Rutinitas Malam yang Menghancurkan Fisik
Untuk memastikan dapur tetap mengepul, Melda menjalani rutinitas berjualan yang melampaui batas. Ia rela menempuh perjalanan jauh ke Rimo dua kali seminggu hanya untuk berbelanja sayur dan cabai.
"Perjalanan ini dimulai jam 9 malam dan memakan waktu berjam-jam. Ia harus tidur di kaki lima di tempat pusat perbelanjaan, menunggu barang dibongkar, lalu pulang subuh."
Puncak dari perjuangan melawan kesulitan itu adalah momen menjelang Ramadan, di mana sebagian besar keluarga merayakan dengan hidangan istimewa.
"Pada sahur pertama, saya dan anak-anak hanya makan nasi dengan sambal karena tidak ada bahan makanan lain," kenang Melda, menceritakan masa-masa paling sulit mereka.
Seragam PPPK yang Terukir dari Uang Seribu Rupiah
Mungkin, pengorbanan yang paling menyentuh adalah kisah di balik seragam KORPRI yang dikenakan suaminya saat pelantikan. Seragam kebanggaan yang menjadi penanda status baru sang suami, ternyata dibeli dari uang hasil jualan yang dikumpulkan Melda sepeser demi sepeser.
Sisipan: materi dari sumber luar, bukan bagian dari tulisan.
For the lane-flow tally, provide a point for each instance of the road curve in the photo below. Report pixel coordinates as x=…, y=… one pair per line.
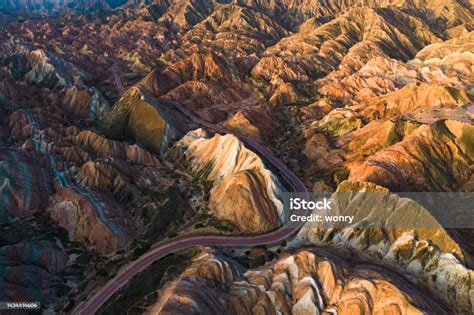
x=93, y=304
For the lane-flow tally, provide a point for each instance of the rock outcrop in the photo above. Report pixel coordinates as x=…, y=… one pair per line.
x=300, y=283
x=244, y=192
x=398, y=232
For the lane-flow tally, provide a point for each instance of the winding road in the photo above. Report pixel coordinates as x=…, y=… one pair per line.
x=95, y=302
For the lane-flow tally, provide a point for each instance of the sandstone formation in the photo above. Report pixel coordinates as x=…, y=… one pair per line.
x=244, y=191
x=299, y=283
x=398, y=232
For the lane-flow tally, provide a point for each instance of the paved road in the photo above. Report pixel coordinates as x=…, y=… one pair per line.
x=91, y=306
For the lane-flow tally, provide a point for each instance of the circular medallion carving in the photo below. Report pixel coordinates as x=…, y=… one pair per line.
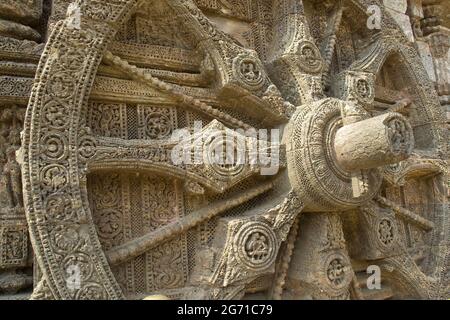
x=59, y=208
x=109, y=223
x=157, y=125
x=54, y=177
x=54, y=146
x=222, y=156
x=256, y=246
x=364, y=90
x=312, y=167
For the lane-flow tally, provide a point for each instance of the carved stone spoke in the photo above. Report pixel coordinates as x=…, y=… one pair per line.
x=227, y=149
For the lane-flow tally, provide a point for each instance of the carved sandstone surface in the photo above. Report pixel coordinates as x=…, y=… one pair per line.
x=104, y=105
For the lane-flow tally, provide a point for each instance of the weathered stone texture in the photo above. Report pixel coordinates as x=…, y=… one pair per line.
x=358, y=179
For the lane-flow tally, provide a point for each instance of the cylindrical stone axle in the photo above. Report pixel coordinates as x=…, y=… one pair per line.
x=375, y=142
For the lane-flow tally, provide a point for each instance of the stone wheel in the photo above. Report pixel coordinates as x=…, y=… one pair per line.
x=112, y=215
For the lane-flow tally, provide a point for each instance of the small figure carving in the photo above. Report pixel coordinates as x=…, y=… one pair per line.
x=11, y=182
x=257, y=247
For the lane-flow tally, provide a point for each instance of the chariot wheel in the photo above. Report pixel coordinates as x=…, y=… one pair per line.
x=112, y=214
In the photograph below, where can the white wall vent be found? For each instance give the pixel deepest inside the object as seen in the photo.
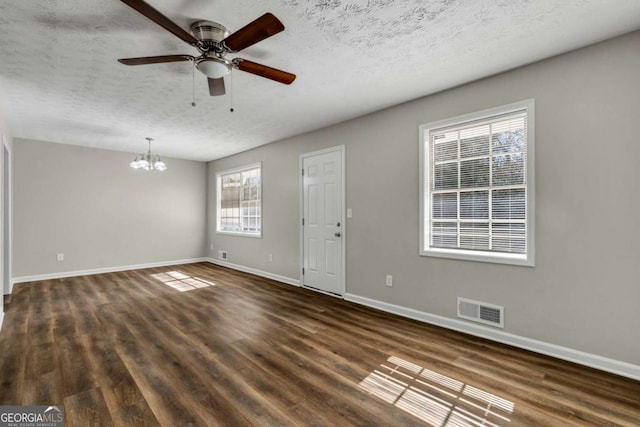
(481, 312)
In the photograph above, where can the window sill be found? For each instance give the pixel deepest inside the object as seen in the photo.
(240, 234)
(479, 256)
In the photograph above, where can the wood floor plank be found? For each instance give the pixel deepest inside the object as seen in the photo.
(203, 345)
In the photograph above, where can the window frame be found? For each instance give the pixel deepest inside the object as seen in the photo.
(219, 176)
(526, 259)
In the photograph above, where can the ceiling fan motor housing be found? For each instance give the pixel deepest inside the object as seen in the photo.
(210, 34)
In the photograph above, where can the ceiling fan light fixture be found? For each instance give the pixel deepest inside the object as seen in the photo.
(213, 67)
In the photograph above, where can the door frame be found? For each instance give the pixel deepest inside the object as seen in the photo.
(342, 151)
(6, 216)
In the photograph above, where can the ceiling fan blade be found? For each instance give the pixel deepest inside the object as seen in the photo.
(155, 59)
(216, 86)
(264, 71)
(161, 20)
(258, 30)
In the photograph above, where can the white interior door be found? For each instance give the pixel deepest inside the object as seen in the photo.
(322, 220)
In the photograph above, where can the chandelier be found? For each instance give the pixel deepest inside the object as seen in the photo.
(147, 161)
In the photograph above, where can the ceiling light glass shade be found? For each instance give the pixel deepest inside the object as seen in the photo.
(148, 162)
(214, 67)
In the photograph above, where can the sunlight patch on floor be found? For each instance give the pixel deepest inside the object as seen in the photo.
(181, 282)
(435, 398)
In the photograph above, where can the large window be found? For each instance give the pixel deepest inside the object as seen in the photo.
(477, 186)
(239, 198)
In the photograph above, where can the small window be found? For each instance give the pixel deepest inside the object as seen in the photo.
(239, 207)
(477, 186)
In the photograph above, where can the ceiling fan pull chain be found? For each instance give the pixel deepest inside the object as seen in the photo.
(231, 90)
(193, 84)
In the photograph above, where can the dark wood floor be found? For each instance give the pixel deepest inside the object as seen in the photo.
(202, 345)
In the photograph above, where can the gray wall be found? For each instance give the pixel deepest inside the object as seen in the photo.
(90, 205)
(583, 292)
(4, 131)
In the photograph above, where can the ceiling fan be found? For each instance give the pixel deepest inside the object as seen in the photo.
(214, 42)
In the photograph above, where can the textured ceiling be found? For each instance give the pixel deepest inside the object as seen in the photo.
(60, 82)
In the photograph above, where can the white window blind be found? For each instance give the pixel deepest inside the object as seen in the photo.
(239, 201)
(476, 186)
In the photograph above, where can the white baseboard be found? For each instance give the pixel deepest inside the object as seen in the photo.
(64, 274)
(587, 359)
(276, 277)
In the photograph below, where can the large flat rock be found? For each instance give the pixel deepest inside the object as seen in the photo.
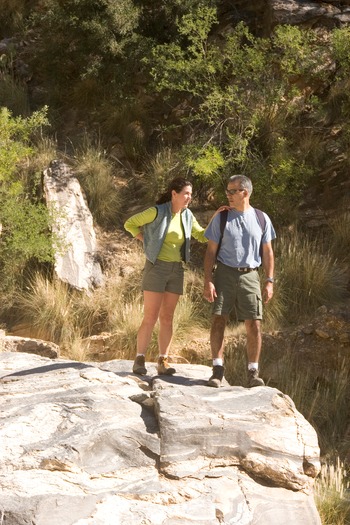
(93, 444)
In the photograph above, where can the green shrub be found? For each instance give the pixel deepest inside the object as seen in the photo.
(25, 220)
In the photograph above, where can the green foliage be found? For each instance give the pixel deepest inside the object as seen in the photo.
(331, 500)
(80, 47)
(247, 100)
(207, 163)
(25, 221)
(340, 40)
(308, 276)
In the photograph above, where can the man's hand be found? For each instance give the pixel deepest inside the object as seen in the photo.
(209, 292)
(267, 292)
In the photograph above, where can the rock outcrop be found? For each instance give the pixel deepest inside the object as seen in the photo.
(75, 257)
(93, 444)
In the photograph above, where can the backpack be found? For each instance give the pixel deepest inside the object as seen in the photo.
(223, 219)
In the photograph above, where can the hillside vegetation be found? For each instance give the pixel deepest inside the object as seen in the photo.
(133, 93)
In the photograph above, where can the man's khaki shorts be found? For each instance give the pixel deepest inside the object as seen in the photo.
(163, 276)
(237, 291)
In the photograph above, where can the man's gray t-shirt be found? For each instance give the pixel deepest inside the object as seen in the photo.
(240, 246)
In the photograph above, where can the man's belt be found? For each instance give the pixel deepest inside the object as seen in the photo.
(246, 270)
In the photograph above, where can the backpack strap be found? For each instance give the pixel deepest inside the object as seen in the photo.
(223, 219)
(262, 222)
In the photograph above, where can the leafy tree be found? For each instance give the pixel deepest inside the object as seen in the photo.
(80, 47)
(245, 96)
(25, 220)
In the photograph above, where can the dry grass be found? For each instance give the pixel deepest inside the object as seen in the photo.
(308, 276)
(332, 494)
(97, 175)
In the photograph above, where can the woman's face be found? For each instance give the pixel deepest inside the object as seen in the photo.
(182, 199)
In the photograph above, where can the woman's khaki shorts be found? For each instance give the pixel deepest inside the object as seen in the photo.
(163, 276)
(239, 291)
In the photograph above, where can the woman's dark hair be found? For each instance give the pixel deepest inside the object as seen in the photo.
(178, 185)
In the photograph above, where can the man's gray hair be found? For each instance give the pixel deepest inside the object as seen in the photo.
(244, 181)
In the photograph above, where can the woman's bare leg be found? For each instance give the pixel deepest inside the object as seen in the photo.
(166, 316)
(152, 304)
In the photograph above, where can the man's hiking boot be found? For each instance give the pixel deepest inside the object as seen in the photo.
(164, 368)
(254, 379)
(139, 365)
(216, 379)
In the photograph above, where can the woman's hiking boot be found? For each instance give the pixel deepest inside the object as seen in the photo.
(164, 368)
(254, 379)
(139, 365)
(216, 379)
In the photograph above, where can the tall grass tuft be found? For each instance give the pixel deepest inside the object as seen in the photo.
(308, 276)
(48, 307)
(97, 175)
(332, 494)
(340, 241)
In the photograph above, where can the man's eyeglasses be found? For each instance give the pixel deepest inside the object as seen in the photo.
(232, 192)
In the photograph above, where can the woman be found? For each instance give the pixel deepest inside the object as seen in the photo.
(165, 230)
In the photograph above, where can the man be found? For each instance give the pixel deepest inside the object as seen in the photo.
(243, 247)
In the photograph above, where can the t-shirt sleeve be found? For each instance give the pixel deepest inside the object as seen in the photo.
(269, 233)
(134, 224)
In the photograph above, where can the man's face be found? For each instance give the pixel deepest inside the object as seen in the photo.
(235, 194)
(183, 198)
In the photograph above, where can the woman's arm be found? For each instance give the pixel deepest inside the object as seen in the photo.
(134, 224)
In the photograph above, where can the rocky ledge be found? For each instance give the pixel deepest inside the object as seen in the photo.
(93, 444)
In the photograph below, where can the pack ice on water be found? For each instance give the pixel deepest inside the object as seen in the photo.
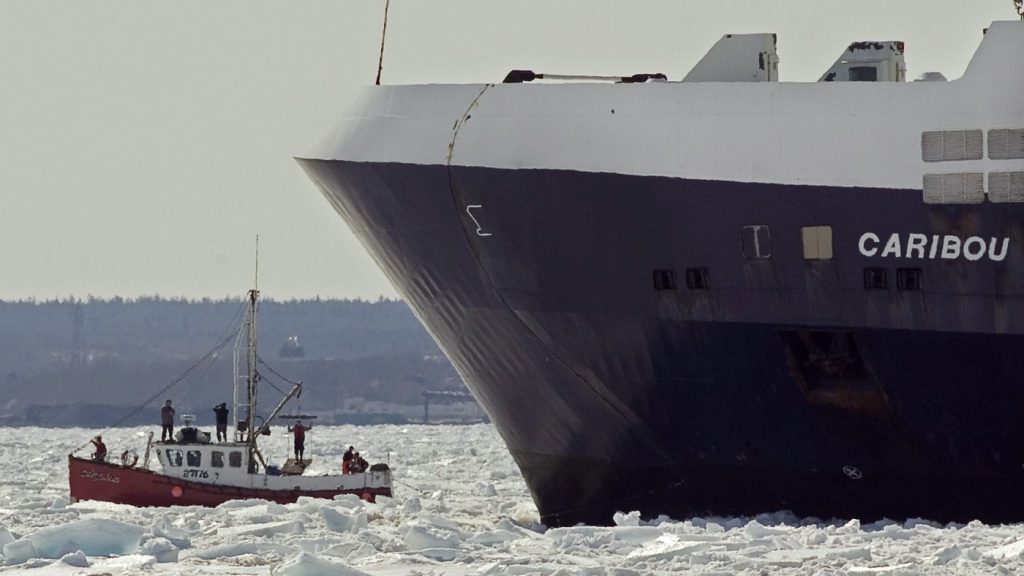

"Baju koprinya itu saya sisihkan dari jualan cabe," tutur Melda. "Saya menabung sedikit demi sedikit, seribu hingga lima ribu rupiah, agar seragam kebanggaan suaminya itu bisa terbeli."
Seragam yang dibeli dari jerih payah Melda itu seolah menjadi simbol bisu, berdiri di antara Melda dan kebahagiaan yang ia impikan. Pengorbanan yang seharusnya membuahkan kebersamaan, justru berujung pada surat cerai.
Kisah Melda Safitri kini menjadi epitaf bagi kesetiaan yang tak ternilai, sebuah peringatan pedih bahwa tidak semua pengorbanan akan dihargai. Air mata yang tumpah, keringat yang mengucur di malam hari, dan uang receh dari jualan cabai, kini hanya menyisakan pil pahit bernama perpisahan.